Next set, drop a pretty nice grey fox in short time.

More dry sets but not giving up.

He said I know where we can get some more raccoons. We come thru these lots and go by some old cars and an old house and said there are raccoons everywhere here. I told him to pull up the road about 50 yrds, He stops about 100 out. Didnt even get in the rack ( should have ) I hit the fighting call and here a BIG and when I say big, I mean a BIGGGG raccoon. He must have been in that old house cause he came across the yard, over the chainlink fence and down the gravel road he is coming. COMING HARD and FAST ! I ask Thomas are you ready, "yea", hes not lol, about 45 yrds I ask again, " yea" and I said get your dang gun up cause Im fixing to shoot. The whole time Ive had this raccoon in just enough light to make his eyes glow. At 20 yrds I burn him up and he turns and runs, Thomas shoots on the run and missed. He said " holy crap where did he come from" after talking I realzed he hadnt even seen this raccoon coming.

Go back to the really nice draw and field and hill side. Beautiful set up. 10 min and there is eyes WAY out there. Ive never called in a cat and told Thomas, hey that is a cat, Ive never seen those kinda eyes before. I get ready and we cant find the eyes again. calling and looking and calling and looking, stay quite and look. RUNNING OUT OF TIME TO GET BACK TO CHECK IN, GRRRR.....battery is going dead for the light, GRRRRRR !!!!!! The last time I saw the eyes the cat was about 200 yrds out. I tell him to stand on top of the rack and find the dang cat. Looking, looking, looking. Told him to take the red filter off ( cause I cant see crap cause the battery is dead ) and there he is !!! The biggest bobcat I have ever seen. But only for a split second and he drops off in this crevis and is gone. So now the race is on to get to the truck and get back to town for check in. Thinking we atleast have big fox. Get there 5 min to spare.

Well we missed big raccoon by 3 pounds and big fox by 2 OUNCES ! Upset with the outcome but the hunt was PRICELESS !!!

To me there is nothing better than hunting with friends !

now back to CHRIS MILLER !! LMBO 
Man I would have loved if you could have made the trip to hunt with us. Stuff happens. Once you get settled in up there I want to try and make it up and see if we cant share a hunt.

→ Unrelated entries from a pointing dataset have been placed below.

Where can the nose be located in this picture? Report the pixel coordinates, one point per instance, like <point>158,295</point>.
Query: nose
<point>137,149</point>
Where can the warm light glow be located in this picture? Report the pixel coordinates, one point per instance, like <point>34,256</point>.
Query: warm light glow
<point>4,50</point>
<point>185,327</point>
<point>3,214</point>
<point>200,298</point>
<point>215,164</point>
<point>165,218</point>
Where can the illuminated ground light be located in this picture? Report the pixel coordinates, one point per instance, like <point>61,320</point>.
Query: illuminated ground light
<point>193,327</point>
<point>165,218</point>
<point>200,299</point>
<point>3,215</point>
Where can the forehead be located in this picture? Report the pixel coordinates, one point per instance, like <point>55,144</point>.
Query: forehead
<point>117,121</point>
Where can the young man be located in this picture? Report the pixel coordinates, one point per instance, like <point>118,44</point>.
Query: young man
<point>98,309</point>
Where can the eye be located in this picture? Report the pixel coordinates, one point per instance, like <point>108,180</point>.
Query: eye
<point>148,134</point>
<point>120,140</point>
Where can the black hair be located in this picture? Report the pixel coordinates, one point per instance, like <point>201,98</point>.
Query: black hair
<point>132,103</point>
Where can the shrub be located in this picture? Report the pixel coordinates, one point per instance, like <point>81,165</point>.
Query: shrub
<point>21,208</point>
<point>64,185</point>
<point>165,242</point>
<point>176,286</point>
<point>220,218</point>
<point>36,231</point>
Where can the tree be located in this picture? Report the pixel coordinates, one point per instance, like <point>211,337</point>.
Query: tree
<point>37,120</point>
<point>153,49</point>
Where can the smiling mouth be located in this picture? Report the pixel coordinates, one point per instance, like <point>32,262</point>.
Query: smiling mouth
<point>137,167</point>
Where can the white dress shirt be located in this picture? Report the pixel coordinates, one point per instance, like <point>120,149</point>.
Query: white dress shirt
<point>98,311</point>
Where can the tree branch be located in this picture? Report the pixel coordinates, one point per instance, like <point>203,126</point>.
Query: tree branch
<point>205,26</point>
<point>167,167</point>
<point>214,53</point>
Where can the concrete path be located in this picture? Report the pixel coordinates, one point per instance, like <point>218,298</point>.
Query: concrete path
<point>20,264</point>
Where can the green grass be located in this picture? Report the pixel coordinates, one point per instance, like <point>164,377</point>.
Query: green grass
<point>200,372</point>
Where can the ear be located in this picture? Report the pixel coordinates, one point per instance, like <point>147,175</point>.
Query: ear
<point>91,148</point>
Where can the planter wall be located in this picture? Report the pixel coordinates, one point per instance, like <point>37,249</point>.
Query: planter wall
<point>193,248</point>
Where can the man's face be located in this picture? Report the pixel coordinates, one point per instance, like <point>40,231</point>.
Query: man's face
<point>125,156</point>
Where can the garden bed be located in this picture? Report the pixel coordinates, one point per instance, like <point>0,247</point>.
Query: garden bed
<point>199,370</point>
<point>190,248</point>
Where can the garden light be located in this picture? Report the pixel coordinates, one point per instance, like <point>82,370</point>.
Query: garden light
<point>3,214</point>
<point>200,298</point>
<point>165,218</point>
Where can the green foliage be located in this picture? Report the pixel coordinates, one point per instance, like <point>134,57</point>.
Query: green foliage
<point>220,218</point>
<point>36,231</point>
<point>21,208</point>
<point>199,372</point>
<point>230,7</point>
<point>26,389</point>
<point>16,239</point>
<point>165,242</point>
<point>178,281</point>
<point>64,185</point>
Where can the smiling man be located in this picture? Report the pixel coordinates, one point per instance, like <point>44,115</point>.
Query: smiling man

Sorry for the long post but It was a fun hunt and figured some of you guys might be bored and enjoy the read. My spelling and grammer isnt good but you can get the big picture.











































:usflag:







:usflag:







:usflag:







:usflag:


----------



## HowlinRed (Feb 3, 2011)

Thats OK L S, its a great story. Thanks for telling us.


----------



## youngdon (Mar 10, 2010)

Long is great when you have info or a story to share. Thanks for sharing.


----------



## lucas_shane (Jan 25, 2011)

I dont usually post about my hunts but we was trying to get Chris to hunt with us before he left Texas. All my hunts are fun, even when I get skunked. But this one was a blast ! Went to school with Thomas and grew up togather. Life chose to us lead differant paths and we just got back in the same area again and its just like old times. Its like the 10 yrs gap was never there. 
I wish I would have had a recorder to record him when that first raccoon was storming in that last 400 yards...lol...PRICELESS !!! If he hadnt been burning that ol raccoon up with that light I would have let him come right up to us : ) but Im an a$$ like that.


----------



## hassell (Feb 9, 2010)

Great hunt and story and again Thanks for Sharing.


----------



## El Gato Loco (Jan 15, 2010)

Congrats man! I am glad you guys had a blast. Wish I could have been there but I was dragging stuff down 2 flights of stairs all weekend... preparing for the move to CO.
















I missed out on another good hunt out by Snyder too.

I guess the only big positive about all of this is that Jason from CO Springs got me in on a night hunting/ light permit for the entire month of March in the county we're moving to. Apparently these aren't easy to come by for public land so i'm looking forward to giving it a go!

Thanks again for the invite. You're welcome to come up to my place and hunt anytime. Just give me a shout.


----------



## ebbs (Feb 7, 2010)

I'd also like to congratulate Chris for being the first to have a thread named after him.


----------



## El Gato Loco (Jan 15, 2010)

ebbs said:


> I'd also like to congratulate Chris for being the first to have a thread named after him.


Thanks, brother... but I thought you were the first?

http://www.predatortalk.com/trophy-room/1457-my-only-goat-rug-mount.html


----------



## Helmet_S (Mar 18, 2010)

Chris Miller said:


> Thanks, brother... but I thought you were the first?
> 
> http://www.predatortalk.com/trophy-room/1457-my-only-goat-rug-mount.html


hahaha. that is all I have to say:clapclap:


----------



## ReidRH (Feb 1, 2010)

Sounds like a great hunt, You cannot have too many lights and Batteries LOL


----------



## lucas_shane (Jan 25, 2011)

Should have titled it " LOOKING FOR CHRIS MILLER "

kind of a joke from another board.....


----------



## El Gato Loco (Jan 15, 2010)

lucas_shane said:


> Should have titled it " LOOKING FOR CHRIS MILLER "
> 
> kind of a joke from another board.....


Haha! Is he back over there posting again? I FINALLY got all of my traps back from that guy after messing around with him for a month and a half. Had to hold a bear hide hostage just to make sure my stuff was coming back.


----------



## lucas_shane (Jan 25, 2011)

lmao I dont know....just thought about it when I made this thread. Figured you would get a laugh out of it.

Havent been on that one is a bit, buch of smart a$$'s when I was asking for help so I kinda just drifted off


----------



## Predatorhunter (Dec 9, 2010)

Great story sounds like an awesome hunt. Thanks for sharing it with us.


----------